Kiedy trwa liczenie głosów w kilku ostatnich amerykańskich stanach, do akcji ruszyli sztabowcy Donalda Trumpa. Domagają się zaprzestania liczenia głosów, bo wybory już się skończyły.
Ale miliony głosów oddali Amerykanie korespondencyjnie i to z nimi muszą się teraz męczyć komisje wyborcze w Nevadzie, Georgii, czy Karolinie Północnej.
Trump twierdzi, że z łatwością wygra wybory, jeśli policzy się tylko „legalne” głosy, czyli oddane bezpośrednio w lokalach wyborczych.
Jego ludzie szykują lawinę procesów sądowych, które mają na celu powstrzymać liczenie głosów.
Chaos narasta w Pensylwanii, Joe Biden zwiększa przewagę w Nevadzie i goni Trumpa w Georgii.

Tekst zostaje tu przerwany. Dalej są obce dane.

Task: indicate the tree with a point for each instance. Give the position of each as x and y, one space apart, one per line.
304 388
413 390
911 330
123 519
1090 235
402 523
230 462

Liczenie w Filadelfii i Pittsburghu zostało wstrzymane, sztab Bidena oskarża ekipę Trumpa o opóźnianie zliczania głosów. Takie kroki podejmowane są w Nevadzie, Wisconsin, Michigan, Pensylwanii i Georgii
Kampania Trumpa przyniosła niewielkie zwycięstwo w Pensylwanii, gdy sędzia orzekł, że obserwatorzy Republikanów mogą obserwować liczenie głosów z małej odległości.
Biden zmniejsza dystans do Trumpa w Pensylwanii, bo na tapetę wzięto teraz liczenie głosów, które dotarły drogą pocztową. Przewaga Trumpa w Georgii z kolei spadła poniżej 20 tys. głosów.
Procesy, w których ludzie Trumpa domagają się wstrzymania przeliczania głosów są niepotrzebne, to nic więcej niż próba odwrócenia uwagi i opóźnienia tego, co jest nieuniknione - Joe Biden będzie następnym prezydentem Stanów Zjednoczonych- mówi szefowa kampanii Demokraty Jennifer O'Malley Dillon.
Nevada, Pensylwania, Karolina Północna, Georgia i Arizona nadal zliczają głosy liczą karty ponad 48 godzin po wyborach. Dużą liczbę kart do głosowania wysyłano pocztą, przez co liczenie zajmuje więcej czasu, a różnice między rywalami są niewielkie.
„ZATRZYMAJ LICZENIE!”, Prezydent napisał na Twitterze w czwartek. Potem pojawił się kolejny tweet: „ŻADNE KARTY DO GŁOSOWANIA, KTÓRE PRZYSZŁY PO DNIU WYBORÓW, NIE BĘDĄ LICZONE!”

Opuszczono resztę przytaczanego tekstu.